Mazlumun İhtiyaçlar Hiyerarşisi

İnsan davranışlarını yönlendiren güdüleri sıraya koyan teori: Maslow teorisi…

Pazarlamayla ilgilenenlerin yakından bildiği, okullarda sıkça bahsedilen, 1943 yılında ortaya koyulan Mazlumun İhtiyaçlar Hiyerarşisi sizce bugün geçerliliğini koruyor mu?

 

Maslow, teorisinde insan ihtiyaçlarını fizyolojik, güvenlik, sosyal, saygınlık ve son olarak da kendini gerçekleştirme ihtiyacı olarak sıralıyor. Teoriye göre, piramitte yer alan üstteki ihtiyacın karşılanmasıyla ilgili bir talebin oluşması için alttaki ihtiyaçların tatmin edilmiş olması gerekiyor. Maslow demek istiyor ki eğer karnın doymuyorsa ya da kendini güvende hissetmiyorsan sosyal statünü yani diğer insanlar tarafından nasıl algılandığını düşünmezsin bile (!).

Biraz daha açacak olursak günde 2 öğün yemeğe verecek paranız yoksa iPhone alıp kendinizi başkalarının gözünde olmadığınız gibi konumlandırmaya çalışmayı düşünmezsiniz. Güzel görünümlü bir evde ya da lüks bir semtte oturuyorsanız fakat evinizin depreme dayanıklı olmadığını biliyorsanız sosyal statünüzden fedakarlık edip güvenliğiniz için daha dayanıklı bir evde oturmayı düşünürsünüz.
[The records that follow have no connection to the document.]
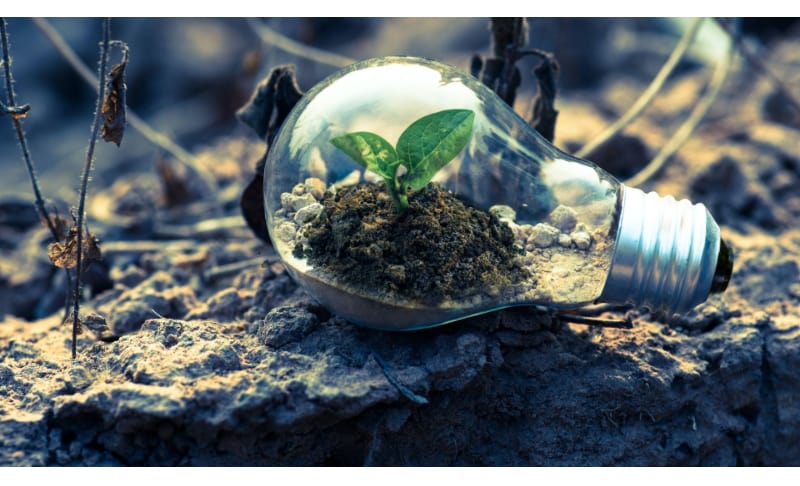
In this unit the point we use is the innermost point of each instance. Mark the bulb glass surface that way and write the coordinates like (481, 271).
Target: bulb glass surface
(563, 211)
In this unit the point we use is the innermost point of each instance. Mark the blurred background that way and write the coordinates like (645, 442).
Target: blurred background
(187, 77)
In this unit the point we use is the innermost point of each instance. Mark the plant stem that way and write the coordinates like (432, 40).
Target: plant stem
(41, 209)
(399, 194)
(87, 168)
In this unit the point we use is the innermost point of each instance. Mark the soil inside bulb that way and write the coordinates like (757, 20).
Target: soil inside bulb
(439, 250)
(442, 253)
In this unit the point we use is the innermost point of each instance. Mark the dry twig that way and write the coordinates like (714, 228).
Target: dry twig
(269, 36)
(156, 138)
(87, 168)
(685, 131)
(648, 94)
(16, 114)
(756, 61)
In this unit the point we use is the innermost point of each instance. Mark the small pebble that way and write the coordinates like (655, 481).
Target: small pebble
(582, 239)
(564, 218)
(297, 203)
(285, 231)
(396, 273)
(502, 212)
(316, 166)
(315, 187)
(372, 177)
(350, 179)
(543, 235)
(299, 189)
(308, 213)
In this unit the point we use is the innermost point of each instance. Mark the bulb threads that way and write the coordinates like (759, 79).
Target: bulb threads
(666, 253)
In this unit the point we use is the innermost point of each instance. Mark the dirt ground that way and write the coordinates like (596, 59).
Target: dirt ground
(214, 356)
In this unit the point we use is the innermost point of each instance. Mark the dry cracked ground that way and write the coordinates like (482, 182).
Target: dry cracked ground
(215, 357)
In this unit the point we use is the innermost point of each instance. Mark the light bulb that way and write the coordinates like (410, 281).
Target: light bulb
(578, 235)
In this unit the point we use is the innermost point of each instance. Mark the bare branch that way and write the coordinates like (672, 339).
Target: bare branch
(12, 109)
(756, 61)
(269, 36)
(685, 131)
(87, 168)
(156, 138)
(648, 94)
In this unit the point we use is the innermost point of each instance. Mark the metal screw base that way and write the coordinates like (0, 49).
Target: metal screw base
(666, 253)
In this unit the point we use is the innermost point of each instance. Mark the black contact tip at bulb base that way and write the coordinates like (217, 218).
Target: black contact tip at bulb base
(722, 274)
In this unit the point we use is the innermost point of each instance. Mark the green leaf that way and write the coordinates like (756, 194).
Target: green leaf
(371, 151)
(431, 142)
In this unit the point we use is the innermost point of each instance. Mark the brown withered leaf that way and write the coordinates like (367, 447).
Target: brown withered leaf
(114, 104)
(272, 100)
(16, 112)
(95, 323)
(65, 255)
(78, 328)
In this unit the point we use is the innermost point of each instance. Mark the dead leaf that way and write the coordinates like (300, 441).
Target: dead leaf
(114, 104)
(16, 112)
(272, 100)
(95, 323)
(65, 255)
(79, 328)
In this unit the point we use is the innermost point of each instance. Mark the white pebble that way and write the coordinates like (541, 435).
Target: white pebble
(582, 239)
(564, 218)
(315, 187)
(297, 203)
(350, 179)
(285, 231)
(316, 166)
(543, 235)
(307, 213)
(286, 201)
(501, 211)
(372, 177)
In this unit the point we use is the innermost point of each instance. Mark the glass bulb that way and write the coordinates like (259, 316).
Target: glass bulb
(570, 233)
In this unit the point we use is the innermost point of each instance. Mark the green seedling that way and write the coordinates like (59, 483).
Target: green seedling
(423, 148)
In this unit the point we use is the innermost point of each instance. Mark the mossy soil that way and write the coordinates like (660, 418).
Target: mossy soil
(440, 249)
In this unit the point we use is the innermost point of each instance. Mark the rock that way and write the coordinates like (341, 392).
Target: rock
(563, 218)
(350, 179)
(159, 295)
(285, 231)
(284, 325)
(315, 187)
(316, 165)
(582, 240)
(543, 235)
(503, 212)
(307, 213)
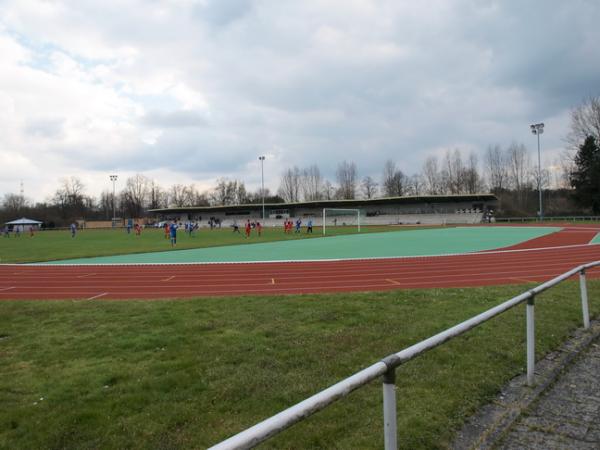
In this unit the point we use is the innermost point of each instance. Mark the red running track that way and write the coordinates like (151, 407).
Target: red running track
(563, 251)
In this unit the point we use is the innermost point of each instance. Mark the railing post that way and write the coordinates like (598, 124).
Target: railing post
(390, 427)
(584, 302)
(530, 340)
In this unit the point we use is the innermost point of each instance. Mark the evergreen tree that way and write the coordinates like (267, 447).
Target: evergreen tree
(585, 177)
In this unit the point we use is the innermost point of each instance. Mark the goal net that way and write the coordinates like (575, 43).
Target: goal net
(333, 217)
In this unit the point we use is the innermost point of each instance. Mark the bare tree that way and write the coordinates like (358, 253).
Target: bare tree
(369, 187)
(135, 194)
(431, 176)
(328, 190)
(70, 198)
(229, 193)
(585, 121)
(347, 178)
(178, 195)
(414, 185)
(519, 170)
(496, 164)
(106, 204)
(289, 187)
(393, 180)
(311, 183)
(157, 197)
(453, 171)
(14, 203)
(471, 178)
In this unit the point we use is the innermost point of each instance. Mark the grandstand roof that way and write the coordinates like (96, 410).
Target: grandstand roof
(338, 203)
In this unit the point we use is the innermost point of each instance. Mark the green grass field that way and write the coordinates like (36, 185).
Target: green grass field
(189, 373)
(54, 245)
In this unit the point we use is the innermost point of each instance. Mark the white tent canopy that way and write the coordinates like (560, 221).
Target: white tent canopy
(24, 221)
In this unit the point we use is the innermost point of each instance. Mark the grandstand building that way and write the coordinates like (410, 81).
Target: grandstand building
(435, 209)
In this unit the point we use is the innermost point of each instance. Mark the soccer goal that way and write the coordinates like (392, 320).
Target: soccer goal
(340, 216)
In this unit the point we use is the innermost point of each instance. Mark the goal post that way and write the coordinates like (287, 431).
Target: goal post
(340, 212)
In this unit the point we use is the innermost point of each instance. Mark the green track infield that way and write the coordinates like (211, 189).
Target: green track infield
(373, 245)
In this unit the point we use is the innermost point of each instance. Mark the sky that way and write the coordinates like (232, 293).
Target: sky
(190, 91)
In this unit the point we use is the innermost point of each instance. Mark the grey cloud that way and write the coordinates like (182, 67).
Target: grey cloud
(223, 12)
(50, 128)
(175, 119)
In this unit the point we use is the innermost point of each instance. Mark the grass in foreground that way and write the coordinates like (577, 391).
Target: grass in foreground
(54, 245)
(189, 373)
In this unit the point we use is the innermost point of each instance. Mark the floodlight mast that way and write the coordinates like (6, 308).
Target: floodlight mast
(113, 178)
(262, 178)
(537, 129)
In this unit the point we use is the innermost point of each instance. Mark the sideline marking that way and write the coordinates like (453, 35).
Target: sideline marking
(86, 275)
(524, 279)
(279, 261)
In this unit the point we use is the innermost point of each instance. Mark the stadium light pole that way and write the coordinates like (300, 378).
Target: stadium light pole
(537, 129)
(113, 178)
(262, 178)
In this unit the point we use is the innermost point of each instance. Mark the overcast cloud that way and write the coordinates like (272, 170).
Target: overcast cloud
(188, 91)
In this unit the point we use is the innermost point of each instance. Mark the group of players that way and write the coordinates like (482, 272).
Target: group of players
(288, 224)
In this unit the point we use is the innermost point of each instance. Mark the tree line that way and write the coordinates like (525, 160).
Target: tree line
(140, 194)
(570, 186)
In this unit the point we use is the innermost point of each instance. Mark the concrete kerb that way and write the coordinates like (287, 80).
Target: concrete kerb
(492, 422)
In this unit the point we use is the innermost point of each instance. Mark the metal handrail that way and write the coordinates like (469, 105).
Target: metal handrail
(387, 366)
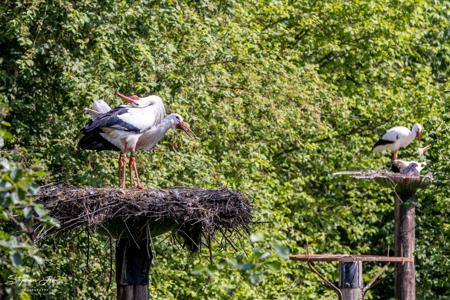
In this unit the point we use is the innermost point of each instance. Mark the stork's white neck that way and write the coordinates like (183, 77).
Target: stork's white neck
(151, 137)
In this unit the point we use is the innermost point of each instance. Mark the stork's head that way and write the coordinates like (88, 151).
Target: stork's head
(177, 122)
(138, 102)
(417, 129)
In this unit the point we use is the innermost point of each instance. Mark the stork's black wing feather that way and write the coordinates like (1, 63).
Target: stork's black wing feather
(94, 141)
(109, 119)
(382, 142)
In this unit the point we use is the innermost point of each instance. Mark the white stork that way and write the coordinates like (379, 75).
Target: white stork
(398, 137)
(407, 167)
(123, 127)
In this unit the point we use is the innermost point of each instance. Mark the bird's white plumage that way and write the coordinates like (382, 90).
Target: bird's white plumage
(151, 137)
(396, 138)
(148, 113)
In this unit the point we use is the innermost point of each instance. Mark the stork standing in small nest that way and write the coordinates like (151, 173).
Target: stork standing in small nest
(399, 137)
(407, 167)
(140, 125)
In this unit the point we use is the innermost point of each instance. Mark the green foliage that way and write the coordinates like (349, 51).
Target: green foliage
(281, 94)
(18, 215)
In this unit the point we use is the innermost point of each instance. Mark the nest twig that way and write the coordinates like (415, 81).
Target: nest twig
(190, 212)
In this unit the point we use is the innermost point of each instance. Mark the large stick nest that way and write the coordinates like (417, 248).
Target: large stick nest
(145, 213)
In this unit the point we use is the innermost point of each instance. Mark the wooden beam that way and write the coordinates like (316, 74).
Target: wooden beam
(405, 227)
(349, 258)
(133, 259)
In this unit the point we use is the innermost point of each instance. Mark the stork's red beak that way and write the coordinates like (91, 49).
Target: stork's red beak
(128, 99)
(187, 129)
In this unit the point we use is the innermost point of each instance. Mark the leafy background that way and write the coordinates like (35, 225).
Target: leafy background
(281, 94)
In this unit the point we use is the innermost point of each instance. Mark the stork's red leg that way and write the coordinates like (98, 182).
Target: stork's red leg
(134, 165)
(130, 168)
(124, 166)
(120, 169)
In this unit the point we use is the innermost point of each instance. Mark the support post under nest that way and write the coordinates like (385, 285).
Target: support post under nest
(405, 188)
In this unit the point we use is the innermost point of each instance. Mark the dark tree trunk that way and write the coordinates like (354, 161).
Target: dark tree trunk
(133, 259)
(405, 226)
(350, 280)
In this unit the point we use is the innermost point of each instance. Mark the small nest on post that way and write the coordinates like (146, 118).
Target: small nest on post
(403, 184)
(146, 213)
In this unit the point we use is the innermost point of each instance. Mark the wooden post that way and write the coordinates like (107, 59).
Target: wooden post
(133, 260)
(350, 280)
(405, 225)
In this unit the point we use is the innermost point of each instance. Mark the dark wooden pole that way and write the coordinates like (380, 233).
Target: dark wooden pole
(133, 259)
(350, 280)
(405, 226)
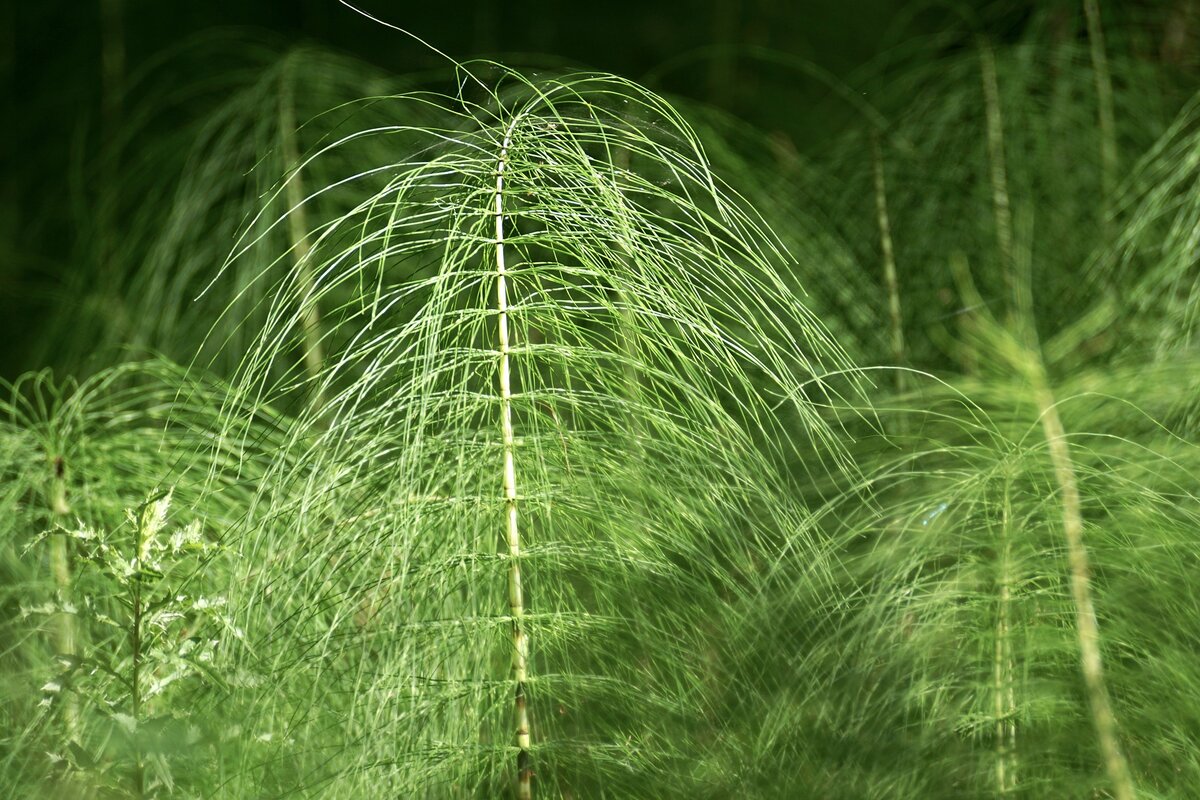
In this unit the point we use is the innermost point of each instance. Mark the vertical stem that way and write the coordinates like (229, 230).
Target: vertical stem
(60, 566)
(1000, 199)
(513, 531)
(298, 230)
(889, 262)
(112, 74)
(138, 775)
(1005, 696)
(1103, 97)
(1080, 583)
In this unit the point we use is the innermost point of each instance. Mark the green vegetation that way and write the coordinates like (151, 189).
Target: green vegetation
(492, 432)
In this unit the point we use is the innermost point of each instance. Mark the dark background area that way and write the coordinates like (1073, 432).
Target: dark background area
(66, 66)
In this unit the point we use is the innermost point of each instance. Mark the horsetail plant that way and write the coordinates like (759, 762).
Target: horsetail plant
(625, 282)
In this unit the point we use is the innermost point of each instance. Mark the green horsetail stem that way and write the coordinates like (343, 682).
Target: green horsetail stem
(1103, 97)
(1086, 626)
(298, 232)
(513, 531)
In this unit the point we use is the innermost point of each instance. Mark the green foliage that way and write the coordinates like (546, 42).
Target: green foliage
(150, 638)
(523, 447)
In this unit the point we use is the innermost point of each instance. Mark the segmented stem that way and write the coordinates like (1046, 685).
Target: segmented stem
(1005, 693)
(513, 531)
(298, 232)
(889, 262)
(1000, 199)
(1103, 97)
(1080, 583)
(65, 635)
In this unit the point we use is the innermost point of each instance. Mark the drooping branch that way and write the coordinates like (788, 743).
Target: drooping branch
(513, 530)
(1086, 627)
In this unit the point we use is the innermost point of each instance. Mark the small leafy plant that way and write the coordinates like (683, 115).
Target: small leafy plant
(153, 635)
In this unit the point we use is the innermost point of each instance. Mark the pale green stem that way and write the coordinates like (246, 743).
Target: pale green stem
(298, 230)
(889, 262)
(65, 635)
(1005, 693)
(513, 531)
(1000, 198)
(1086, 625)
(1103, 98)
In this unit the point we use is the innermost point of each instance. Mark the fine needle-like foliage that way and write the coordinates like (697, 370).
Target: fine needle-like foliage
(562, 379)
(511, 459)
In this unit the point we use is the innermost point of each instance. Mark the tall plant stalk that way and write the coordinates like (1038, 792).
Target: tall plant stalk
(298, 232)
(65, 633)
(1000, 198)
(1005, 692)
(889, 262)
(1086, 625)
(1103, 97)
(513, 531)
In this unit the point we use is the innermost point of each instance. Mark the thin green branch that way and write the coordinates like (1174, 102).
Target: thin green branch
(513, 531)
(1086, 625)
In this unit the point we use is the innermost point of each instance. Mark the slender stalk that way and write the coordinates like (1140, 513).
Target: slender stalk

Bu örnekler tanıdık geliyor mu?

Toplumsal statünün temel ihtiyaçların önüne geçtiği günümüzde bu ve benzeri örnekler Maslow’un ihtiyaçlar hiyerarşisini bugün sorgulamamız için yeterlidir sanırım. İnsan davranışlarının hızla değişimini yakalamak gün geçtikçe zorlaşıyor. Fizyolojik ihtiyaçlarını arka plana atıp gözünü piramidin yükseklerine dikmiş, popüler kültüre boyun eğmiş ve sosyal medyanın ağına düşmüş “mazlumlar (!)” olan bugünün insanlarını anlamak, davranışlarını çözümlemek için bildiklerimizin ötesinde farklı yollara başvurmaya ihtiyacımız var.

Doğru bir pazarlama stratejisinin temelinde hedef kitleyi doğru analiz etmenin olduğunu düşündüğümüzde konunun önemi apaçık ortaya çıkıyor. Geçmişin piramitlerinden, ilkelerinden, kurallarından başımızı kaldırıp bugünün insanına odaklanmalı. Belki de, hızlı değişen tüketici davranışlarından dolayı  geleceğin diyemeyiz ama bugünün ihtiyacımız olan teorilerini yaratma zamanı gelmiştir.

Karmaşanın olmadığı, daha stabil hayatların yaşandığı o yıllarda Maslow çok doğru bir teori atmış ortaya ve sadece olanı değil, olması gerekeni de söylemiş. Toplumu hatta birbirimizi anlamakta zorlandığımız günümüzde 1943 yılında yazılmış bir teorinin hâlâ geçerliliğini koruyor olması zaten tuhaf olmaz mıydı? Evet, insan o zaman da insandı ama kendini toplum algısına teslim etmiş hatta mahkum olmuş değildi.

Maslow der ki “İnsanların çoğunun bu temel ihtiyaçlara belirtilen sıra dâhilinde, elbette kimi istisnalarla birlikte, gereksinim duydukları doğrudur.”

Peki biz buna artık istisna diyemiyorsak?